Hoje de tarde um vizinho do prédio ao lado começou a tocar um clarim. Rasgou a paz da tarde de domingo com o hino do homem da meia noite.
Papapapapa... pararapá... pararapá....
Tocava num ritmo lento, mastigando cada nota.
Aquele sopro solitário no céu nublado. De repente, uma chuva faz subir do chão o mormaço. Tão Recifense, este cenário!
O músico solitário repetia a melodia... e meu desalento o acompanhava. O bloco solitário.
Uma melancolia batendo à minha porta. Uma coisa fora do lugar... Nesta pandemia eu me virei do avesso. Me reinventei. Estudei. Cuidei de mim e dos meus. Driblei aniversário, tirei de letra as festas mascaradas de final de ano. Mas não estou conseguindo metabolizar a saudade do carnaval.
O ritual sagrado da festa profana. O ambiente de congraçamento, de confraternização. A licença poética de ser quem quiser.
Eu dizia sempre: este ano não vou brincar. Já era tradição. Na família, já era graça. Aí, um dia, tirava do armário a mala de fantasias, “pra tirar o mofo”. E vinha a primeira prévia... e como eu já não ia brincar, era melhor aproveitar! E me esbaldava, e fazia que nem visita indesejada: ia ficando. Ia pulando. Ia me embriagando na cachaça do passo, na beleza do brilho. Pulava do frevo pro maracatu. Acordava caboclinho, dormia baque solto.
A festa começava como quem não quer nada.... aquela coisa que entra na cabeça, depois toma o corpo e acaba no pé.

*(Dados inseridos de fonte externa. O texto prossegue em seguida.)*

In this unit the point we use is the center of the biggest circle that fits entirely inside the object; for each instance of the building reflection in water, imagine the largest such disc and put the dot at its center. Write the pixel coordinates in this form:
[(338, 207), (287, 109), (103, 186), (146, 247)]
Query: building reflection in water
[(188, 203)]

O carnaval sempre foi a festa mais importante do meu calendário.
Racionalmente, sei que não podemos ter a folia em 2021. Eu defendo que a gente precisa ficar em casa.
Mas como carnaval não é nada racional, a alma... ah... esta alma foliã está amofinada. Amuada e arretada. Vai ser o jeito segurar firme o sonho pela mão e levar ele direitinho até 2022.
Dessa vez eu quero brincar e não tem carnaval. A minha fantasia mais inesperada.
Fico em casa imaginando no próximo ano o tanto de gente vai sair de coronavac, de Butantã, confinamento, de vírus... de super imunizada!!!!
Chego a sentir o calor do mormaço subindo pelos pés enquanto eu subo a misericórdia com o sol pelando de quente.
Chego a rir sozinha quase antevendo a folia temporã.
E quando finalmente eu abrir novamente a caixa de maquiagem, desembrulhar o sem fim de brilhos e a coleção sem noção de adereços, vou inventar uma fantasia sem nome. Vou vestir o melhor delírio e me enfronhar ruas afora.
Viver intensamente a democracia republicana do reinado de momo. Minha contradição. Meu melhor sonho. Meu carnaval.